Pages

mardi 15 septembre 2015

Droit d’auteur : Hugo ou Balzac ?

Beauchesne

Alors que la Commission Européenne s'est mise en tête de réformer le droit d’auteur, le Syndicat National des Editeurs monte au créneau. Richard Malka lui prête sa plume et signe un opuscule intitulé La gratuité, c’est le vol, opuscule gratuitement distribué (!) dans les librairies et légalement téléchargeable ici.

En préambule, l'auteur fait valoir une citation extraite de la Lettre adressée aux écrivains français du XIXe siècle par Balzac. De cette véritable profession de foi, publiée le 1er novembre 1834 dans la Revue de Paris, naîtra, quatre ans plus tard, le premier « syndicat » d’écrivains, la Société des Gens de Lettres à laquelle Balzac adhérera :

« S’il est au monde une propriété sacrée, s’il est quelque chose qui puisse appartenir à l’homme, n’est-ce pas ce que l’homme crée entre le ciel et la terre, ce qui n’a de racine que dans l’intelligence, et qui fleurit dans tous les cœurs. »[1]

A cette belle citation, un mauvais esprit ne manquerait pas d'opposer la suivante.
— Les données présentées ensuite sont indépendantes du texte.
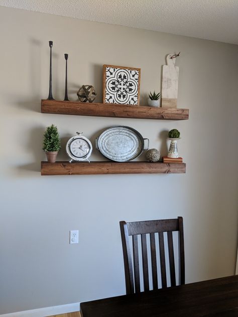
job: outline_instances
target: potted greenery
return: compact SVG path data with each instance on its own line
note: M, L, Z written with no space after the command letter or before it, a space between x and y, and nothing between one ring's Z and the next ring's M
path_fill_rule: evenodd
M160 105L160 92L156 93L155 91L152 94L151 91L149 94L148 104L151 107L159 107Z
M58 151L60 149L60 139L57 126L52 124L46 128L44 134L43 150L45 151L47 161L55 163Z
M173 129L169 132L168 140L171 140L168 157L171 158L177 158L178 156L177 141L180 139L180 132L177 129Z

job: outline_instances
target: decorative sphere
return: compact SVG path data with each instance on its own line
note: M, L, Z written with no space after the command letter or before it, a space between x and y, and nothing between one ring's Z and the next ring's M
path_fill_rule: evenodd
M79 89L77 95L81 102L93 102L97 94L93 86L90 85L83 85Z
M150 162L157 162L160 157L160 151L156 148L151 148L147 151L146 158Z

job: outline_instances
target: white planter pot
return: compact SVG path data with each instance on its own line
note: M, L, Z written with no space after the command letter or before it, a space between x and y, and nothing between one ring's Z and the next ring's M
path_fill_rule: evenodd
M159 107L160 99L158 100L152 100L150 98L148 99L148 105L150 107Z
M171 158L177 158L178 156L178 147L177 146L177 141L180 139L180 137L172 138L168 137L168 140L171 140L168 157Z

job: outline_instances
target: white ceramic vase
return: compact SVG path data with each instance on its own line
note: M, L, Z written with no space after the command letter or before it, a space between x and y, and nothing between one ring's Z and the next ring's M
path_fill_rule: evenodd
M148 105L150 107L159 107L160 99L158 100L152 100L150 98L148 99Z
M168 153L168 157L171 158L177 158L178 156L178 146L177 145L177 141L180 140L181 138L178 137L168 137L168 139L170 140L170 145L169 146L169 152Z

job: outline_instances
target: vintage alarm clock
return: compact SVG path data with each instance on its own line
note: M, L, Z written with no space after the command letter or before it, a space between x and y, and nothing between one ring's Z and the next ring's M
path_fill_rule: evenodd
M77 135L71 137L67 142L67 154L72 161L87 161L91 155L92 145L89 140L82 135L82 133L77 132Z

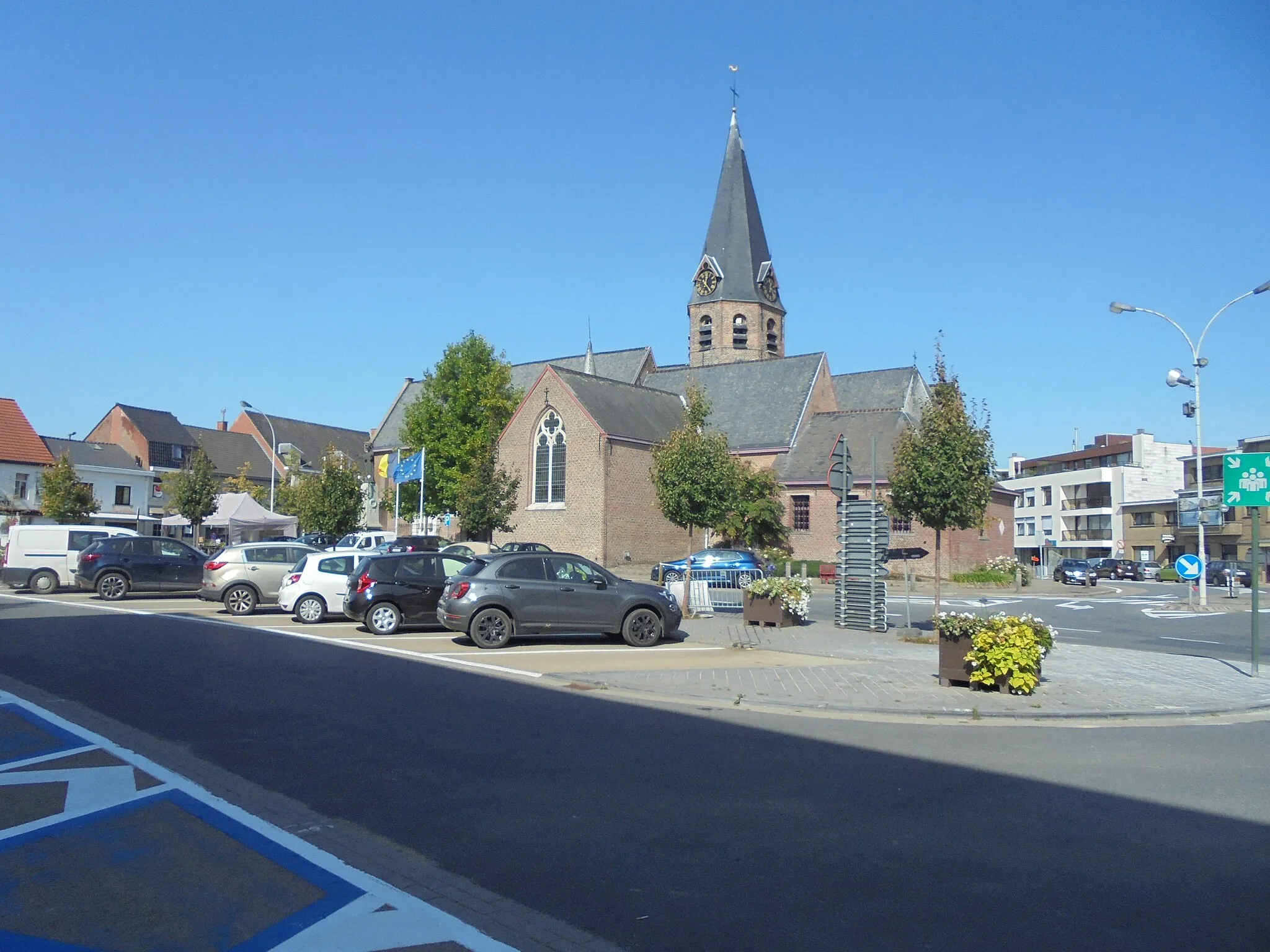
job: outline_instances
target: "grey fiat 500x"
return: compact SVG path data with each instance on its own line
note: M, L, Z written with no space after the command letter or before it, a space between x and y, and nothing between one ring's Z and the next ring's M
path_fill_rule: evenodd
M446 583L437 619L478 647L503 647L517 635L603 632L648 647L679 627L674 595L618 579L565 552L478 556Z

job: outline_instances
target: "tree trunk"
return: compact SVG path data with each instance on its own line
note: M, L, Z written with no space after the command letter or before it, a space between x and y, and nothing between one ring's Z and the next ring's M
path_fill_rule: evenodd
M683 560L683 617L692 614L692 527L688 527L688 557Z
M944 580L944 570L940 567L940 543L942 542L942 532L940 529L935 531L935 614L931 621L933 622L935 637L940 636L940 584Z

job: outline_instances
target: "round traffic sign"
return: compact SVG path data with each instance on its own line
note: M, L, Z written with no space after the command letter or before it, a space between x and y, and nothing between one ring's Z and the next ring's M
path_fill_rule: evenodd
M1177 570L1179 578L1190 581L1200 576L1204 571L1204 564L1199 560L1199 556L1181 555L1173 560L1173 569Z

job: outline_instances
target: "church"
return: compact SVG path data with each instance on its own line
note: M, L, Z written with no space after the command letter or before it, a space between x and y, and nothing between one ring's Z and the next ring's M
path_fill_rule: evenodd
M585 354L512 367L525 396L498 443L500 463L519 477L516 531L505 538L610 566L682 557L687 533L660 514L649 470L653 447L682 425L690 385L705 390L707 426L726 434L733 454L775 472L795 559L836 557L837 498L826 473L839 435L853 456L855 491L869 498L875 468L885 498L895 440L916 425L930 390L916 367L834 376L826 353L785 353L781 287L735 109L687 319L687 363L658 366L646 347L592 353L588 344ZM372 439L376 456L399 448L418 387L408 380L398 393ZM982 529L945 533L945 571L1012 555L1012 524L1013 495L994 491ZM897 519L892 536L892 546L933 552L925 527ZM933 557L914 569L930 574L927 562Z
Il est vrai qu'elle provient d'un membre non moins illustre de la S.G.D.L., Victor Hugo :

« Le livre, comme livre, appartient à l’auteur, mais comme pensée, il appartient – le mot n’est pas trop vaste – au genre humain. Toutes les intelligences y ont droit. Si l’un des deux droits, le droit de l’écrivain et le droit de l’esprit humain, devait être sacrifié, ce serait, certes, les droit de l’écrivain, car l’intérêt public est notre préoccupation unique, et tous, je le déclare, doivent passer avant nous. »[2]

Entre les Châtiments et les Illusions perdues, il ne reste plus qu’à choisir son camp. Souhaitons seulement qu'auteurs et éditeurs n'en deviennent pas pour autant Misérables.

G. M.




[1] « Lettre adressée aux écrivains français du XIXe siècle » in Honoré de Balzac, Œuvres diverses, tome 2, coll. Bibliothèque de la Pléiade, 1996.
[2] « Discours d’ouverture du congrès littéraire international de 1878 » in Victor Hugo, Œuvres complètes, Actes et Paroles vol. IV, Depuis l’exil, 1876-1885, éd. Albin Michel, 1926, p.94.